<h1><center><font size="6">Tensorflow/Keras/GPU for Chinese MNIST Prediction</font></center></h1>


# <a id='0'>Content</a>

- <a href='#1'>Introduction</a>  
- <a href='#2'>Prepare the analysis</a>   
- <a href='#4'>Characters classification</a>       
- <a href='#5'>Conclusions</a>       


# <a id='1'>Introduction</a>  


We will use RAPIDS to solve Chinese MNIST problem.

For more details about the problem, you can check this Notebook: [Tensorflow/Keras/GPU for Chinese MNIST Prediction](https://www.kaggle.com/gpreda/tensorflow-keras-gpu-for-chinese-mnist-prediction)


We will follow the preparation steps in the model Notebook, changing the solution approach, to use KNN & RAPIDS, as shown in Chris Deotte Notebook: 
[RAPIDS GPU kNN - MNIST - [0.97]](https://www.kaggle.com/cdeotte/rapids-gpu-knn-mnist-0-97/data).

Note: I updated the installation steps for RAPIDS using inspiration from this Notebook: [👨‍🎓Answer Correctness - RAPIDS crazy fast](https://www.kaggle.com/andradaolteanu/answer-correctness-rapids-crazy-fast)

<a href="#0"><font size="1">Go to top</font></a>  

# <a id='2'>Prepare the analysis</a>   


Before starting the analysis, we need to make few preparation: install RAPIDS from the dataset, load the packages, load and inspect the data.



# <a id='21'>Install RAPIDS & load packages</a>




In [None]:
%%time
import sys
!cp ../input/rapids/rapids.0.15.0 /opt/conda/envs/rapids.tar.gz
!cd /opt/conda/envs/ && tar -xzvf rapids.tar.gz > /dev/null
sys.path = ["/opt/conda/envs/rapids/lib/python3.7/site-packages"] + sys.path
sys.path = ["/opt/conda/envs/rapids/lib/python3.7"] + sys.path
sys.path = ["/opt/conda/envs/rapids/lib"] + sys.path 
!cp /opt/conda/envs/rapids/lib/libxgboost.so /opt/conda/lib/

We load the packages used for the analysis.

In [None]:
import cudf, cuml
import pandas as pd, numpy as np
from sklearn.model_selection import train_test_split, KFold
from cuml.neighbors import KNeighborsClassifier, NearestNeighbors
print('cuML version',cuml.__version__)

We also set a number of parameters for the data and model.

In [None]:
IMAGE_PATH = '..//input//chinese-mnist//data//data//'
IMAGE_WIDTH = 64
IMAGE_HEIGHT = 64
IMAGE_CHANNELS = 1
TEST_SIZE = 0.2
VAL_SIZE = 0.2

<a href="#0"><font size="1">Go to top</font></a>  


# <a id='22'>Load the data</a>  

Let's see first what data files do we have in the root directory.

In [None]:
import os
os.listdir("..//input//chinese-mnist")

There is a dataset file and a folder with images.  

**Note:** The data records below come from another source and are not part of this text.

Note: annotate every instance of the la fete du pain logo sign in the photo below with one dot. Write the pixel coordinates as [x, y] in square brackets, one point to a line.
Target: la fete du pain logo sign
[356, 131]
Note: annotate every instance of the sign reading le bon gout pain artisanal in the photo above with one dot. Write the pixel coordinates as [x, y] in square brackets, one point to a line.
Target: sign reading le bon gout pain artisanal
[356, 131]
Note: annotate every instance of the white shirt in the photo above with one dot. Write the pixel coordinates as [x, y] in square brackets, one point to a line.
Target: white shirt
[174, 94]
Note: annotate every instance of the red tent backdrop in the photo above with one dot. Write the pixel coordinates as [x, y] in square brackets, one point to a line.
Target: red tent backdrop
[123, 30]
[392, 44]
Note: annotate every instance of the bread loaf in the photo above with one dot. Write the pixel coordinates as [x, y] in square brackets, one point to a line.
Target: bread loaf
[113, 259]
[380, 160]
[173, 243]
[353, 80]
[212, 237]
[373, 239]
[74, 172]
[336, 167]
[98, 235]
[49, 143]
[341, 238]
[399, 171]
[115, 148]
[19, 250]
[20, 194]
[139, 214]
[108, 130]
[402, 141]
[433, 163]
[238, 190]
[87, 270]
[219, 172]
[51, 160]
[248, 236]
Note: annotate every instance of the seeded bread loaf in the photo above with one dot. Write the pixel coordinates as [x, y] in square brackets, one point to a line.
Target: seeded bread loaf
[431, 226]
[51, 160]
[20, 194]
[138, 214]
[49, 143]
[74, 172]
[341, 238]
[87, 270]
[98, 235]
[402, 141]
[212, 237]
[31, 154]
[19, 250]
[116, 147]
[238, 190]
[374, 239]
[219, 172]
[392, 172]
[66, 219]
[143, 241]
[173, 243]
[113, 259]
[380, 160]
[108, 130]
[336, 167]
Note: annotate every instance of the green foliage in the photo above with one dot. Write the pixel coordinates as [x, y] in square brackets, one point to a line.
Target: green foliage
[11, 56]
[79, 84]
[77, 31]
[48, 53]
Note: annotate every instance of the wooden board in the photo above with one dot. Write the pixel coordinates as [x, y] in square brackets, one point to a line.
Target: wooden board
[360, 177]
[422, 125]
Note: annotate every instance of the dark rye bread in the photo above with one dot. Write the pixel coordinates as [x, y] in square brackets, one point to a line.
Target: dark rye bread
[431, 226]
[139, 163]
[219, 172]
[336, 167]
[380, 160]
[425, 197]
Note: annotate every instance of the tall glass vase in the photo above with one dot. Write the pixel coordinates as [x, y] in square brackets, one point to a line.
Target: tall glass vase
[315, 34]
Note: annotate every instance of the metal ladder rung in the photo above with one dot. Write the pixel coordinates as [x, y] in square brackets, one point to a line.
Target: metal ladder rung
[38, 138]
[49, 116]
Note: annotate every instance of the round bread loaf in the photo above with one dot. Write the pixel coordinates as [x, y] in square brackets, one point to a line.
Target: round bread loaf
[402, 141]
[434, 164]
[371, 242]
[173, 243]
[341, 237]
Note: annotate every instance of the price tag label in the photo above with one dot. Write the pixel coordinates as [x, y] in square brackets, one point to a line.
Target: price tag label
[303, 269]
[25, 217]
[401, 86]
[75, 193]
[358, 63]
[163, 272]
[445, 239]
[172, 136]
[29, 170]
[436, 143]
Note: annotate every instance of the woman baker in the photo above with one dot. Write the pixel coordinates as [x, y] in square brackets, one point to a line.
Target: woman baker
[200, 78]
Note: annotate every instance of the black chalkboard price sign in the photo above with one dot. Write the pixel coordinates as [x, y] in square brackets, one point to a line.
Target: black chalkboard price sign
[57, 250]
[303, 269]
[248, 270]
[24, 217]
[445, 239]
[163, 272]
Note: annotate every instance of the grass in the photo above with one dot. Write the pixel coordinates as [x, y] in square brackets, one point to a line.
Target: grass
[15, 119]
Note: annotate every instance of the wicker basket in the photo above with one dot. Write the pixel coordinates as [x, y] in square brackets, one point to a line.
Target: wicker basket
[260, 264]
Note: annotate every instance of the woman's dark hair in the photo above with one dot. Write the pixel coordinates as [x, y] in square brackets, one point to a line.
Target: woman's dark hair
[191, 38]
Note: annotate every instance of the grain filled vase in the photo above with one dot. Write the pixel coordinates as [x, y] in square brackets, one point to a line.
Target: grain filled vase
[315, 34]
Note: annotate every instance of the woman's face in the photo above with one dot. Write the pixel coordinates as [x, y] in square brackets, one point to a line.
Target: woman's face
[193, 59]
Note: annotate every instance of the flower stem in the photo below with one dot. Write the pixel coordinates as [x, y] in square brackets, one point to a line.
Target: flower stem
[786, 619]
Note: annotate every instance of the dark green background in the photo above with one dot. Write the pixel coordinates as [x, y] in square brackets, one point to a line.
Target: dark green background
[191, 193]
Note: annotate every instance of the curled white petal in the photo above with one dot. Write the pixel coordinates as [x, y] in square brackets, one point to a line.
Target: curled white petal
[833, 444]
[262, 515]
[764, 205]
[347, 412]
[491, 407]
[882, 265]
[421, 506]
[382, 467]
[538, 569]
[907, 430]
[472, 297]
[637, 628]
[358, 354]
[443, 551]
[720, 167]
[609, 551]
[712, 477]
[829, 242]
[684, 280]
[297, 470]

Let's load the dataset file first.

In [None]:
data_df=pd.read_csv('..//input//chinese-mnist//chinese_mnist.csv')

In [None]:
image_files = list(os.listdir(IMAGE_PATH))
print("Number of image files: {}".format(len(image_files)))

In [None]:
def create_file_name(x):
    file_name = f"input_{x[0]}_{x[1]}_{x[2]}.jpg"
    return file_name

In [None]:
data_df["file"] = data_df.apply(create_file_name, axis=1)

In [None]:
file_names = list(data_df['file'])
print("Matching image names: {}".format(len(set(file_names).intersection(image_files))))

Let's also check the image sizes.

In [None]:
print(f"Number of suites: {data_df.suite_id.nunique()}")
print(f"Samples: {data_df.sample_id.unique()}")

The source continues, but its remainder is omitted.